Потому что мне не безразлична твоя судьба. И хоть Настя мне сестра, и ей я тоже хочу счастья, но я не хочу несчастья тебе. Пусть уж она окрутит – охмурит кого другого, но не тебя.

Природа (видишь, я избегаю слова "Бог") дала ей ту красоту, что не дала мне. Ах, как я ей завидую! Я порою проклинаю и ее, и родителей, и природу – мать… За то, что я калека. А она – балерина.

Говорят, девушки – калеки, те что обречены на вечное девичество, становятся добрыми и боголюбивыми. Не верь! Я злая и в Бога не верю.

Я такая злая, что иногда думаю – убила бы…

Кого? За что?

Уж точно убила бы ту неловкую (или пьяную) акушерку, что покалечила меня…

Повесила бы ее на площади перед вокзалом или городским рынком, чтобы все видели.

И иногда, мне кажется, и Настюху бы убила.

Ты не верь ее елейным глазенкам. Она не такая добрая, как тебе кажется. Она хитрая.

И я боюсь, что она использует тебя еще и еще раз. Использует и выкинет потом, как… Извини, у меня самые мерзкие образы и ассоциации на этот счет.

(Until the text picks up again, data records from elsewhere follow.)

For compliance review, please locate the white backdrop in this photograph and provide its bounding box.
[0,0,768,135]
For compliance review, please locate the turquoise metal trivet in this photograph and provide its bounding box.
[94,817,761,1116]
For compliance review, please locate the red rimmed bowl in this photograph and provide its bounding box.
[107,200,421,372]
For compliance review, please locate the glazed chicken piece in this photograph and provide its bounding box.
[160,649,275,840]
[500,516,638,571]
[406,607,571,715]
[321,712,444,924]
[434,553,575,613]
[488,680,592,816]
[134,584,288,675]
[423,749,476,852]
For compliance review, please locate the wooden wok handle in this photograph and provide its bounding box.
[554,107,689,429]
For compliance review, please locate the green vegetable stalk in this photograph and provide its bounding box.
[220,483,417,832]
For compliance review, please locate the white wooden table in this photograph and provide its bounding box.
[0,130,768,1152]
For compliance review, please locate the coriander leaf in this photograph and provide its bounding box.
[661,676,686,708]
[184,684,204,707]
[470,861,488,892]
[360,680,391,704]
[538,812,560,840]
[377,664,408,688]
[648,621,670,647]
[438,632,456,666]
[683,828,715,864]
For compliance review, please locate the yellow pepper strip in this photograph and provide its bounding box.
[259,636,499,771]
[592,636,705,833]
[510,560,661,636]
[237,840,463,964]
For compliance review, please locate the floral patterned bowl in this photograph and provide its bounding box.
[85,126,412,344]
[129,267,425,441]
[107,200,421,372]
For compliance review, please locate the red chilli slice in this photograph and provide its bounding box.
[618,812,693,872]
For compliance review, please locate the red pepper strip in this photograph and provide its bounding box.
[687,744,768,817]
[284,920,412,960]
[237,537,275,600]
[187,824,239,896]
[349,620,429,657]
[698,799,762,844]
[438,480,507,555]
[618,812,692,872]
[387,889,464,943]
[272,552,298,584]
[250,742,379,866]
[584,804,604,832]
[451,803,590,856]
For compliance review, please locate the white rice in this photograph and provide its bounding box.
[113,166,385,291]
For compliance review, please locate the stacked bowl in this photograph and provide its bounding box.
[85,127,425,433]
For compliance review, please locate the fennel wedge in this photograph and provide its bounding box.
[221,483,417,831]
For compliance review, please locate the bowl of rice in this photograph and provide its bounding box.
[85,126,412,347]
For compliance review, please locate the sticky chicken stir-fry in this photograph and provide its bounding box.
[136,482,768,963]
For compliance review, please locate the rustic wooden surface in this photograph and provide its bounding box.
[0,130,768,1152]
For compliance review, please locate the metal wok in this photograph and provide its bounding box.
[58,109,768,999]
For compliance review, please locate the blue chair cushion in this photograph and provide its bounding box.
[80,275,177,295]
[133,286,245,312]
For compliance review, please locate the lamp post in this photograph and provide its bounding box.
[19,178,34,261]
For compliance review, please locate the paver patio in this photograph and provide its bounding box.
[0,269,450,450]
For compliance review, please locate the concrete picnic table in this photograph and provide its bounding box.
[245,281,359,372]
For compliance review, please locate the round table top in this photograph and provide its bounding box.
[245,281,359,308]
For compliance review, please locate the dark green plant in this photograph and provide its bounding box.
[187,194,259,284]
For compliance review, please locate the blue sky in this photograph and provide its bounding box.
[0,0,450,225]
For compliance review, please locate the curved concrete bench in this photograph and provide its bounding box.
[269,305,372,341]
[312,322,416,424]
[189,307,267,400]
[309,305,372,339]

Ты думаешь, моим пером движет ревность?

Может и так.

Но тем не менее. Прислушайся к моим словам. Не верь ей. Не поддавайся. Пусть она окрутит кого другого. Желающих найдется миллион с хвостиком.

Но мне будет больно потом видеть твою боль.

Поверь мне.

Твой верный друг,

Аня.

Глава пятая.

Свадебка.

Свадьбу решили сыграть в поселке. В домашнем "кремле". И Марианна Евгеньевна категорически возражала против Ленинграда.

Пусть в Молодежном все увидят, что Настюшка совсем не такая, как они там себе думают со слов этой сплетницы – Элечки Васильевой.

Да, – соглашался с женой Николай Александрович, – мне это тоже для укрепления, так сказать, статуса, здесь не помешает… Опять – таки всех нужных людей можно будет пригласить. И Первого секретаря, и управляющего главка…

Настюша, как только с родителями сговорились, оформила в школе большой отпуск, благо летние каникулы, и возвращаться в Тынду уже не собиралась…

Там декретный отпуск начнется, а там…

Рожать то где собираешься? – спрашивала Марианна Евгеньевна…

Да уж всяко не здесь – в Сибири, – резко отвечала Настя, многозначительно поглядывая на лестницу, ведущую на третий – летний этаж, где со своими книжками уединилась увечная сестра.

Мать, мгновенно зардевшись, промолчала.

В Ленинград поедем. Надо будет прописаться… И ребеночек должен быть коренным – питерским.